Implement global download delay, Redis-based concurrency, cleanup utils, update pipelines

2 weeks ago · 788572e1fa
parent f27b33a882
commit 788572e1fa
9 changed files with 281 additions and 115 deletions
--- a/bookscraper/scraper/download_controller.py
+++ b/bookscraper/scraper/download_controller.py
@ -24,11 +24,14 @@ class DownloadController:
        self.book_base = os.path.join(root, self.title)
        os.makedirs(self.book_base, exist_ok=True)
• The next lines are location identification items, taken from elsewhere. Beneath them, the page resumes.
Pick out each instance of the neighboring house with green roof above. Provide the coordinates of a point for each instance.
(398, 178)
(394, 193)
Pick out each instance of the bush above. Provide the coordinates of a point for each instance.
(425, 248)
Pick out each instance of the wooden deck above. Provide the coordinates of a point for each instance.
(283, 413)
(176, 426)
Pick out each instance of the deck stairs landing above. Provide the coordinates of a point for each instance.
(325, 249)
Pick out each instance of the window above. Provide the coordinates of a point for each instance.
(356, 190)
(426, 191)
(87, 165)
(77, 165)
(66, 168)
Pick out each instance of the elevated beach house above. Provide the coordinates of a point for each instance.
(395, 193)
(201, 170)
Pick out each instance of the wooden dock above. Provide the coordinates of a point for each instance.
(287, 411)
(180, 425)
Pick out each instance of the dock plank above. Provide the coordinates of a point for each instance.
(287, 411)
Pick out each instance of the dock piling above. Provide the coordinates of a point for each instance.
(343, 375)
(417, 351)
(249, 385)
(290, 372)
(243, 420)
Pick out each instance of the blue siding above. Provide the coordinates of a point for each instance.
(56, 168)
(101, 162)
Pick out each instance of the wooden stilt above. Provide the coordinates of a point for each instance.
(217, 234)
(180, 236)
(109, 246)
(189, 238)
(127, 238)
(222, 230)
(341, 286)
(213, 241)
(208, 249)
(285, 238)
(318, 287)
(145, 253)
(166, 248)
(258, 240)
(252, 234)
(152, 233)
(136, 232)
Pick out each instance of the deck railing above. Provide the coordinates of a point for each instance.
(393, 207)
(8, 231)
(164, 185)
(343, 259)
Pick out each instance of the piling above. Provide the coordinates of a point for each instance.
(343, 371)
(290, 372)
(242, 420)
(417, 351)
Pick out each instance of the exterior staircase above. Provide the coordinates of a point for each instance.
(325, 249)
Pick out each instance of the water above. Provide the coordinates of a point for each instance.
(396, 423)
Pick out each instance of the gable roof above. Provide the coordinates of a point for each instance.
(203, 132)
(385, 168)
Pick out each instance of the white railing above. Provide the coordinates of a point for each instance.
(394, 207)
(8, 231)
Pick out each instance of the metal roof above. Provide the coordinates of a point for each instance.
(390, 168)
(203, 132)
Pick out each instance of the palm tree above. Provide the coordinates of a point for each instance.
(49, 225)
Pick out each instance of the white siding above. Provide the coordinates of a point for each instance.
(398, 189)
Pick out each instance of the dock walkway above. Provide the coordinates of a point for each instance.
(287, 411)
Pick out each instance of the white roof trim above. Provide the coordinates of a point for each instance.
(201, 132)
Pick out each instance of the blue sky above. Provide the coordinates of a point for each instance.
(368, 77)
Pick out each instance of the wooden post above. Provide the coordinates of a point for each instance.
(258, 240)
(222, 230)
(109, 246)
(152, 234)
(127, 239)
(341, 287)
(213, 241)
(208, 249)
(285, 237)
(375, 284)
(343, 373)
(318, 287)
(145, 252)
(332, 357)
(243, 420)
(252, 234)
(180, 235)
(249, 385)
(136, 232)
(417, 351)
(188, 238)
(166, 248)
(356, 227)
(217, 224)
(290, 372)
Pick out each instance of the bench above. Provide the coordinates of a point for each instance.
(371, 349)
-        # constant metadata for all chapters
+        # ------------------------------------------
+        # FIXED: meta now includes book_url
+        # ------------------------------------------
        self.meta = {
            "title": self.scrape_result.get("title"),
            "author": self.scrape_result.get("author"),
            "description": self.scrape_result.get("description"),
+            "book_url": self.scrape_result.get("book_url"),
        }

    def get_volume_path(self, chapter_num: int) -> str:
@ -51,20 +54,17 @@ class DownloadController:
            chapter_num = ch["num"]
            chapter_url = ch["url"]

-            # compute volume directory
            vol_path = self.get_volume_path(chapter_num)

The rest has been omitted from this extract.